1. ## partitioning/multinomial coefficients

The following problem is from my probability and statistics book:

A fraternity consisting of 30 members wants to play "seven versus seven" flag football. How many different match-ups are possible?

This question is asked after the partitioning/multinomial coefficients section so I know there must be a solution using this method. I thought it was simple:

30! / (7! * 7! * 16!) = 4.9909.. * 10^11
or:
30C7 * 23C7 = 4.9909.. * 10^11

however the solution in the back of the book is 2.495*10^11

I cannot figure out how they got this answer. Does anybody else have any ideas?

2. Originally Posted by probstud
The following problem is from my probability and statistics book:

A fraternity consisting of 30 members wants to play "seven versus seven" flag football. How many different match-ups are possible?
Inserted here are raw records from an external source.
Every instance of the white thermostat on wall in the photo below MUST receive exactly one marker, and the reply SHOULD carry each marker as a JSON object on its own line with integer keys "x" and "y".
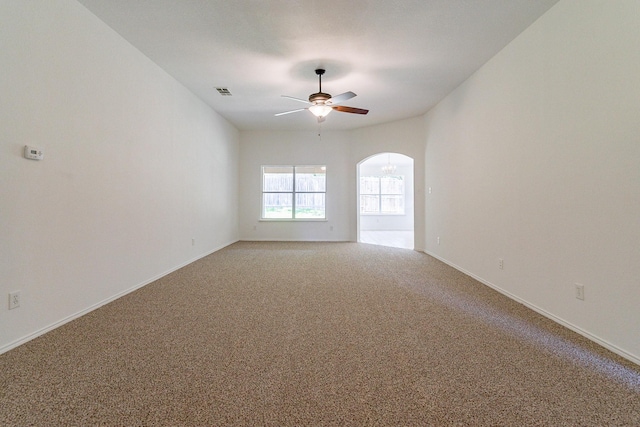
{"x": 33, "y": 153}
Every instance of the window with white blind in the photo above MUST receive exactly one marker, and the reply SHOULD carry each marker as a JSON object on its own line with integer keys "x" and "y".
{"x": 294, "y": 192}
{"x": 382, "y": 195}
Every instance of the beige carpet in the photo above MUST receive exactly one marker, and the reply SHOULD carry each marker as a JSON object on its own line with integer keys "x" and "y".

This question is asked after the partitioning/multinomial coefficients section so I know there must be a solution using this method. I thought it was simple:

30! / (7! * 7! * 16!) = 4.9909.. * 10^11
or:
30C7 * 23C7 = 4.9909.. * 10^11

however the solution in the back of the book is 2.495*10^11
$\dfrac{\mathcal{C}(30,7)\cdot\mathca{C}(23,7)}{2}= 249545310300$.
Divide by two to account for symmetry.